Want to be allowed to sell cod to buyers outside the province
You would think the majority of a fish harvester’s troubles would occur where that person does most of their work — miles out on a heaving sea, working a boat and fishing gear for long, tiring hours, searching the grounds for shellfish or groundfish while chancing sudden piercing winds and oncoming storms.
Yet, ask most any fish harvester and that is where they are most at ease — plying their trade off the coasts of the land where they live.
Fish harvesters Peter Leonard of Southern Harbour and Jeff Collett of St. John’s — both of whom fish in subdivision 3Ps off the province’s south coast — said when they are at sea, they are left alone to concentrate on making a living. It’s when their boats are tied up that their frustration with the fishing industry sets in.
“We like to see things done in a rational manner, but when you are just getting pushed around, it’s total chaos amongst the harvesters,” Collett said.

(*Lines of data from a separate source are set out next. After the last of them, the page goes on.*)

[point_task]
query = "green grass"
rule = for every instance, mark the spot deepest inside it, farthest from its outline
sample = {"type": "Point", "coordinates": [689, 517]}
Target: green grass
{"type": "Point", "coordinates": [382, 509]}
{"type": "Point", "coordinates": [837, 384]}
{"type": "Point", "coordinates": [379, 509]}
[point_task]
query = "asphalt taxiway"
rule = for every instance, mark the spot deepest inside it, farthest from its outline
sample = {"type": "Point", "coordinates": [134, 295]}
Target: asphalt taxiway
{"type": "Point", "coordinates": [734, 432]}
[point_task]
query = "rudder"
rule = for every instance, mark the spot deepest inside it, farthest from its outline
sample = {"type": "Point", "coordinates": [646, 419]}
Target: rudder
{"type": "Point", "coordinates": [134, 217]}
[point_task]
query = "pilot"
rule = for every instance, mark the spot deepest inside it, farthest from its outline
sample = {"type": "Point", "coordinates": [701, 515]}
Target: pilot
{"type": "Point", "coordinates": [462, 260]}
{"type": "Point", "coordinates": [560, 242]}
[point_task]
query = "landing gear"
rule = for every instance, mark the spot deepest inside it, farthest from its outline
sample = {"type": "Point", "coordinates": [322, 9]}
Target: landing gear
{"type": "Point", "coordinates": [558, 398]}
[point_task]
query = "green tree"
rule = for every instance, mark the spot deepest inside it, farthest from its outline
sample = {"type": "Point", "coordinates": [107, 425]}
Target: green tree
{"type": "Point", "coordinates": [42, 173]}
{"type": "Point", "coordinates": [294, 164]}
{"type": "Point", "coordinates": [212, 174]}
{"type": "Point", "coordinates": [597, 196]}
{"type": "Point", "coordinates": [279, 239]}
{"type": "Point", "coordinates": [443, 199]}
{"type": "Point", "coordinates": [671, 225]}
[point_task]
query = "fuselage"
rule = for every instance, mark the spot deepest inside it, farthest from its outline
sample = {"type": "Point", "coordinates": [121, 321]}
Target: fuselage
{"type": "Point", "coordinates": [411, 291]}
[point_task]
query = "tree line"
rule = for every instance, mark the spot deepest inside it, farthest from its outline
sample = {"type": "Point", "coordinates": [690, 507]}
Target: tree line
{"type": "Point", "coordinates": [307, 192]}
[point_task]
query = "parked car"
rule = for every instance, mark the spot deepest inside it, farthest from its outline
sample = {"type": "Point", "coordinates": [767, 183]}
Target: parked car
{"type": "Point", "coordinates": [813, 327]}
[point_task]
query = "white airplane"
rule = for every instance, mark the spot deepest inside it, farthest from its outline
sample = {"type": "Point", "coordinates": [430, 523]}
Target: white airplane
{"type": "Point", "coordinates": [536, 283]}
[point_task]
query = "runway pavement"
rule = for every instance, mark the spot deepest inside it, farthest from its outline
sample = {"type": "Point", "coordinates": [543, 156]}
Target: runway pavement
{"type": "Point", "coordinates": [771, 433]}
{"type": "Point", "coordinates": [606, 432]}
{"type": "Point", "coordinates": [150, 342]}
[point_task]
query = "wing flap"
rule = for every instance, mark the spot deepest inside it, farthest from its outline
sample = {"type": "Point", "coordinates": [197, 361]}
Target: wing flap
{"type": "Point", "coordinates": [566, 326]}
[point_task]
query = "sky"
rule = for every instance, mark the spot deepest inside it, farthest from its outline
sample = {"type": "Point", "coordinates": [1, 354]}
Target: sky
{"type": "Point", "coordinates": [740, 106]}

As a result of the failure of the cod fishery in 3Ps in 2013, fish harvesters formed a group to push for changes to the way decisions are made in their fishery.
Last year, most fishermen could not catch their full cod quotas because most plants in the province were not buying cod — or not buying cod at times the fishermen could catch it — and those that were buying cod offered a very low price.
Because the total allowable catch wasn’t taken, the Department of Fisheries and Oceans extended the cod fishing season in zone 3Ps, which allowed larger companies to continue to fish.
“Every year on Feb. 28, the cod season ends. Right now it’s extended for a month to drag cod, so they (large companies) are out there fishing it during the spawning season and we don’t hear any uproar from the union, from scientists or the provincial government,” Leonard said.
Collett added that the way things are going, history is repeating itself as the same mistakes are occurring as in pre-moratorium days.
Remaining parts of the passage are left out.